File #: DCA17-0008    Version: 1 Name:
Type: Planning and Zoning Commission
File created: 7/21/2017 In control: Planning and Zoning Commission
On agenda: 8/9/2017 Final action:
Title: Hold a public hearing and consider a proposed revision to the Denton Development Code to amend Subchapters 5 and 23 pertaining to medical land use categories and definitions. (DCA17-0008, Medical Uses, Hayley Zagurski).
Attachments: 1. Exhibit 1 - Subchapter 5 Zoning Districts and Limitations (Redline), 2. Exhibit 2 - Subchapter 23 Definitions (Redline)
Date Ver.Action ByActionResultAction DetailsVideo
No records to display.

Planning Report

DCA17-0008 / Medical Uses

Planning & Zoning Commission

August 9, 2017

 

REQUEST:

Title

Hold a public hearing and consider a proposed revision to the Denton Development Code to amend Subchapters 5 and 23 pertaining to medical land use categories and definitions.  (DCA17-0008, Medical Uses, Hayley Zagurski).

Body

 

BACKGROUND:

Staff is proposing amendments to the Denton Development Code (DDC) Section 35.5 Zoning Districts and Limitations and Section 35.23 Definitions to create new and clarify existing definitions for a variety of medical service uses. These amendments will ensure better compatibility when medical service uses are constructed in commercial and mixed use zoning districts. The proposed amendments define a wider variety of medical services and correlate these definitions to one of three broad land use categories: medical offices, medical clinics, and hospital services. Each of the new definitions included in Section 35.23 would align and defer to an industry standard definition contained in State regulations.  The proposed amendments are recommended prior to the overall development code update due to an increased prevalence of free-standing emergency and urgent care facilities that have resulted from the evolving medical care industry. Such uses are currently not clearly defined in the code.

 

In recent years, development applications for free-standing emergency rooms and urgent care facilities, some of which operate 24-hours a day, have increased. For example, in the past year alone at least four applications related to new urgent care facilities were received. These and other specialized medical facilities are unique in the types of services they offer, and these services do not always fit within the confines of the medical uses currently defined in the DDC.
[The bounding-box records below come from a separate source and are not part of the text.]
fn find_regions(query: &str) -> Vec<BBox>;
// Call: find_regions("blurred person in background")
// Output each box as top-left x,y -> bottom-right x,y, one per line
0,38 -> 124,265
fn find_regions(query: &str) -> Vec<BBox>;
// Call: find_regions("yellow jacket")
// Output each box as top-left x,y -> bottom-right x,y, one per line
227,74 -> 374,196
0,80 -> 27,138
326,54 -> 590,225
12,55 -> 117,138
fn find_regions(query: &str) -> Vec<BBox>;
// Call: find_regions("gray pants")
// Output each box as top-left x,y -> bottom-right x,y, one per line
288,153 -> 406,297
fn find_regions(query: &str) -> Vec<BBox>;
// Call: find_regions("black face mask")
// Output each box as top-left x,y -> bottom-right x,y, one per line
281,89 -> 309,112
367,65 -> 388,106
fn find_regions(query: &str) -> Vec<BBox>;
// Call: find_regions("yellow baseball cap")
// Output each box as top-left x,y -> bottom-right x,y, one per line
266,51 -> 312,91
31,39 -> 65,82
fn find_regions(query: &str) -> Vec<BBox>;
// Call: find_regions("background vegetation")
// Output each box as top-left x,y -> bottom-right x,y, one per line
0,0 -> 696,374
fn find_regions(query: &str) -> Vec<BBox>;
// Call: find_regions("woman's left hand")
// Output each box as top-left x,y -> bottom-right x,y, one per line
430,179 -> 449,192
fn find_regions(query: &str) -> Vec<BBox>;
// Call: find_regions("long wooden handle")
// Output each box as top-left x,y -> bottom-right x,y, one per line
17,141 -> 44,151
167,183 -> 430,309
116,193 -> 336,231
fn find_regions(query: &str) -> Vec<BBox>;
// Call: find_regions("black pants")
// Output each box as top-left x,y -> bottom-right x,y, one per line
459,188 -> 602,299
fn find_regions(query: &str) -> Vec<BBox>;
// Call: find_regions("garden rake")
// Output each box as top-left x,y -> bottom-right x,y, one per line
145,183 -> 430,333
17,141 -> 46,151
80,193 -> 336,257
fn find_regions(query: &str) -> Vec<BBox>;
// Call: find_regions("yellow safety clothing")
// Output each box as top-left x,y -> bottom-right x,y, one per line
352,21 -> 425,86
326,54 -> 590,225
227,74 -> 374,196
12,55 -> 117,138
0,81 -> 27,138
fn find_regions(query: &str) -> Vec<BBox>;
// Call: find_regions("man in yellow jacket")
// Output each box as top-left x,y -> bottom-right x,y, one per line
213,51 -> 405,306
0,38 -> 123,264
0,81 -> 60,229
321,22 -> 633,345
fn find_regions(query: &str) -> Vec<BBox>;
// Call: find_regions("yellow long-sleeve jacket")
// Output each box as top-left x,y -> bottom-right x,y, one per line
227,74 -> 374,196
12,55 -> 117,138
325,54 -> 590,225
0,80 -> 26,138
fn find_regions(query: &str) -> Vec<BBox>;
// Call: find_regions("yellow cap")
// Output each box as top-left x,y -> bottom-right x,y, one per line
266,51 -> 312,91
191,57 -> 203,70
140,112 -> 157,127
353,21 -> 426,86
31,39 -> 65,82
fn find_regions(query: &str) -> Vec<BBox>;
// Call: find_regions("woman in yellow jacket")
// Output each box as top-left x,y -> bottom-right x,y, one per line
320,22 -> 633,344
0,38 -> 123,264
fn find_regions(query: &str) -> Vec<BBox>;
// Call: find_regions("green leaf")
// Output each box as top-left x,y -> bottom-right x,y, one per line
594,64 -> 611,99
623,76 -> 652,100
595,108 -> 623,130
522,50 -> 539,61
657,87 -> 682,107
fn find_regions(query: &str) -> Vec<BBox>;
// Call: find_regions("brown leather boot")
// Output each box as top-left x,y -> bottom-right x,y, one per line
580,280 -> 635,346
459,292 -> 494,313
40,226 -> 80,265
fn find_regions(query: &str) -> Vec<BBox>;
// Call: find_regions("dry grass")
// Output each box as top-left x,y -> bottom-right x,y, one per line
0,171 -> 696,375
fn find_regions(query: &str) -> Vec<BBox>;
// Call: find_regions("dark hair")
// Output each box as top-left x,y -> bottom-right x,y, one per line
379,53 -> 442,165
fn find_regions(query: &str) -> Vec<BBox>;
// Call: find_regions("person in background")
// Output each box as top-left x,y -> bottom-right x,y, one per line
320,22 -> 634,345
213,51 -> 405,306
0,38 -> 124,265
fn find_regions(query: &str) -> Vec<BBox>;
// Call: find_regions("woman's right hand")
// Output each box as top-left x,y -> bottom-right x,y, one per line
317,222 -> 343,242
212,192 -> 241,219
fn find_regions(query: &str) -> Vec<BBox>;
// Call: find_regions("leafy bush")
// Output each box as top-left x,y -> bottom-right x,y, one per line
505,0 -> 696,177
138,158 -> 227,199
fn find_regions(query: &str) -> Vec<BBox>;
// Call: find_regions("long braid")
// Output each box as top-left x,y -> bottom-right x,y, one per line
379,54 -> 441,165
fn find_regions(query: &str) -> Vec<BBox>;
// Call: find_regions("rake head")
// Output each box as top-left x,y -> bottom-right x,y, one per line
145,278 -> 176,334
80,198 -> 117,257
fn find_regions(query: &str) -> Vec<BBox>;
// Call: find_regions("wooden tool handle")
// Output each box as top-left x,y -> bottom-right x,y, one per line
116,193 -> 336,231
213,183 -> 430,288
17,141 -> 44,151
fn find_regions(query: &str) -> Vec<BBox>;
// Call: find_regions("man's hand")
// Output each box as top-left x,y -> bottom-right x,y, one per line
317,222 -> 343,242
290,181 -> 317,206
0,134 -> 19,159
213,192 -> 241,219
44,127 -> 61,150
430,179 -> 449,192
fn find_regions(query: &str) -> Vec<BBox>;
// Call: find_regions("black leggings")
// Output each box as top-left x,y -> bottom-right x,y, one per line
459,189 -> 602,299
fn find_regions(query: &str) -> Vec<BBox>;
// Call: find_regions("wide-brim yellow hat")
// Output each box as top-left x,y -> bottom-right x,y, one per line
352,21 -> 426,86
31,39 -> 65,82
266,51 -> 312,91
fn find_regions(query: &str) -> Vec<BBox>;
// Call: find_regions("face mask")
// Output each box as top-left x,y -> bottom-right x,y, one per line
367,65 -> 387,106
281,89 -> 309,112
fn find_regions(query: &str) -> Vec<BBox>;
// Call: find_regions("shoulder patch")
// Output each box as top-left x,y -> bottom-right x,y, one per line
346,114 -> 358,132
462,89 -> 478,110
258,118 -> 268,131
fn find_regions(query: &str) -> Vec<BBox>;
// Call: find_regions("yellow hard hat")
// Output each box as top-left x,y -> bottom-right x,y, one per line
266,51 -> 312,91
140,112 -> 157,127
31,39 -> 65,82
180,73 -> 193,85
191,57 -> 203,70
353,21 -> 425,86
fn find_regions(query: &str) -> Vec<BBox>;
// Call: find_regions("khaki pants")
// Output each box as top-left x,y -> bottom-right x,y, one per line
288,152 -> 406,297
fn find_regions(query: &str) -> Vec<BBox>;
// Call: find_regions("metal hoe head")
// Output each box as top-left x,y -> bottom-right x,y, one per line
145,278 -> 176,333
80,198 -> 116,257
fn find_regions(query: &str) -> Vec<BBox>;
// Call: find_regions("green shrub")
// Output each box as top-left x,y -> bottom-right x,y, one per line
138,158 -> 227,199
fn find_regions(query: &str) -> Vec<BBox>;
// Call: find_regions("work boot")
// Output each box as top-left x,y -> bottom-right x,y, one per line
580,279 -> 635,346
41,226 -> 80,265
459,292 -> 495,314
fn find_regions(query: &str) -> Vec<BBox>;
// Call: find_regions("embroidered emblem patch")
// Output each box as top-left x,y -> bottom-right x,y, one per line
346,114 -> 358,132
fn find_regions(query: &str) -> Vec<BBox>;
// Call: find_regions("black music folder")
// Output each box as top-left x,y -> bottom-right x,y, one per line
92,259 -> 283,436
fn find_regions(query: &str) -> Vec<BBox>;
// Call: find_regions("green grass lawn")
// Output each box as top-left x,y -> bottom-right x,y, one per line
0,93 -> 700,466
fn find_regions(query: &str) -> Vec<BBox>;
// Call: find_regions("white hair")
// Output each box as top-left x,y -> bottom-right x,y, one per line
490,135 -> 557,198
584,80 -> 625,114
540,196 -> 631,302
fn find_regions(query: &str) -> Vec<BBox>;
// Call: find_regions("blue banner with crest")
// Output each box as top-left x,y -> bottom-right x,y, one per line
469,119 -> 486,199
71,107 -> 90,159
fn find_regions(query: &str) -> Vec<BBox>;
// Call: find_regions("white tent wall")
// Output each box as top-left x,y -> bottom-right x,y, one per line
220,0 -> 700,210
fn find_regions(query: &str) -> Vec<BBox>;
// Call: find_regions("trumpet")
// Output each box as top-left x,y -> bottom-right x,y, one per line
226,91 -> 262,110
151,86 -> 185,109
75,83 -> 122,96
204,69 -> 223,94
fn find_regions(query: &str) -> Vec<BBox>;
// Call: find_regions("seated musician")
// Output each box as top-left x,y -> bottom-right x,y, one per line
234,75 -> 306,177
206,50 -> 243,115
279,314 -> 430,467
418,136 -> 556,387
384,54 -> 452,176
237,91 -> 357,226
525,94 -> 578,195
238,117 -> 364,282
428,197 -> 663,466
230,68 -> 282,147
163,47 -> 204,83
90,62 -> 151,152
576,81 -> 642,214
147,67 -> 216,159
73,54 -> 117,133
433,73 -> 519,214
Currently the DDC defines the following three uses that can be applied to medical services:

                     Professional Services and Offices - Offices used for the conduct of business-related activities, excluding the sale of merchandise or storing of merchandise on the premises.

                     Hospitals - An establishment which provides sleeping and eating facilities to persons receiving medical, obstetrical, or surgical care and nursing service on a continuous basis; or a nursing home.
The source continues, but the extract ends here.